Known Issues: DGX A100

See the sections for specific versions to see which issues are open in those versions.

NVSM May Raise 'md1 is corrupted' Alert

Issue (fixed with EL7-21.10/R470)

On a system where one OS drive is used for the EFI boot partition and one is used for the root file system (each configured as RAID 1), NVSM raises 'md1 is corrupted' alerts.

Explanation and Workaround

The OS RAID 1 drives are running in a non-standard configuration, resulting in erroneous alert messages. If you alter the default configuration, you must let NVSM know so that the utility does not flag the configuration as an error, and so that NVSM can continue to monitor the health of the drives.

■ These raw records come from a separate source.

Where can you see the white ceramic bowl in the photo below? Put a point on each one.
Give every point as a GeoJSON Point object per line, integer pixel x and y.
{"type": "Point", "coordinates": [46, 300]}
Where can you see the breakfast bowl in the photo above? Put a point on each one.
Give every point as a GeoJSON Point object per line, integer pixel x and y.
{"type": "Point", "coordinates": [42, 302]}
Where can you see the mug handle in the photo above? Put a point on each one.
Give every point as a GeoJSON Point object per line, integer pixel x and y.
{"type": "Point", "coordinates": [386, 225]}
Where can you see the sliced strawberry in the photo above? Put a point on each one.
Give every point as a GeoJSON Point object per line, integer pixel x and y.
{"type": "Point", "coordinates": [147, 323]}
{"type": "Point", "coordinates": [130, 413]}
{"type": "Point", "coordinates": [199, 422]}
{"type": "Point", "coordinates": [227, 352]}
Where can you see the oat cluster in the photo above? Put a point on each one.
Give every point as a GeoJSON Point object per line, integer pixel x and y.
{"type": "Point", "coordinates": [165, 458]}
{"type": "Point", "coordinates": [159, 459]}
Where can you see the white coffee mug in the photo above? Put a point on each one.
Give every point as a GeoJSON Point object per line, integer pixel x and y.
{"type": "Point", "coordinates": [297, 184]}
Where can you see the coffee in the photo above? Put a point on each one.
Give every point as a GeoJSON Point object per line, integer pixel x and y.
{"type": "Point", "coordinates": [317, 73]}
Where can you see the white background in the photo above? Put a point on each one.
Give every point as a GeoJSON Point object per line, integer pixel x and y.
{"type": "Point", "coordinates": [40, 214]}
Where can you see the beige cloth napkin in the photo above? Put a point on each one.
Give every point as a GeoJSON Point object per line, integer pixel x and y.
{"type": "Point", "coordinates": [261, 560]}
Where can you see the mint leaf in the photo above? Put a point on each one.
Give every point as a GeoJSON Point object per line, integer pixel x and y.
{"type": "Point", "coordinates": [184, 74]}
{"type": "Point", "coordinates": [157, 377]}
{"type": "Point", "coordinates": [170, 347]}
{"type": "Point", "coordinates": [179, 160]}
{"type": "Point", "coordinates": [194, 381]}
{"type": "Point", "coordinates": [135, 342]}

To resolve, enable the R470 repository and update to EL7-21.10 or later, otherwise configure NVSM to support a custom drive partitioning by performing the following.

  1. Stop NVSM services.
    $ systemctl stop nvsm
  2. Edit /etc/nvsm/nvsm.config and set the "use_standard_config_storage" parameter to false.
    "use_standard_config_storage":false
  3. Remove the NVSM database.
    $ sudo rm /var/lib/nvsm/sqlite/nvsm.db
  4. Restart NVSM.
    $ systemctl restart nvsm

nv_peer_mem Doesn't Start Automatically

Issue (fixed in EL7-21.01)

After installing nvidia-peer-memory-dkms in order to use InfiniBand on DGX servers, the nv_peer_mem module is not loaded.

Explanation and Workaround

The nv_peer_mem module needs to be loaded, either

  • Manually, by issuing sudo systemctl start nv_peer_mem, or
  • Automatically on every system boot by performing the following:
    1. Create a file /etc/modules-load.d/nv-peer-mem.conf with contents "nv_peer_mem".
    2. Issue dracut --force /boot/initramfs-$(uname -r).img $(uname -r)
    3. Reboot

With Eight NVMe drives installed, nvsm-plugin-pcie generates "ERROR Device not found in mapping table" error

Issue (fixed in 21.01)

With eight U.2 NVMe drives installed, the nvsm-plugin-pcie service reports ERROR: Device not found in mapping table" (for example, in response to systemctl status nvsm*) for the additional four drives.

Explanation and Workaround

This is an issue with the NVSM plugin PCIe service, which is not detecting the additional four drives. nvsm show health and nvsm dump health function normally and no false alerts are raised in connection with this issue.

nvidia-smi Reports Persistence Mode is Off Within a Container

Issue (fixed in EL7-20.9)

When nvidia-smi is run within a non-privileged container, the output shows that persistence mode is off for all the GPUs.

Explanation and Workaround

Within non-privileged containers, persistence mode cannot be viewed or managed. Persistence mode for the GPUs is actually ON as demonstrated when running nvidia-smi outside of the container.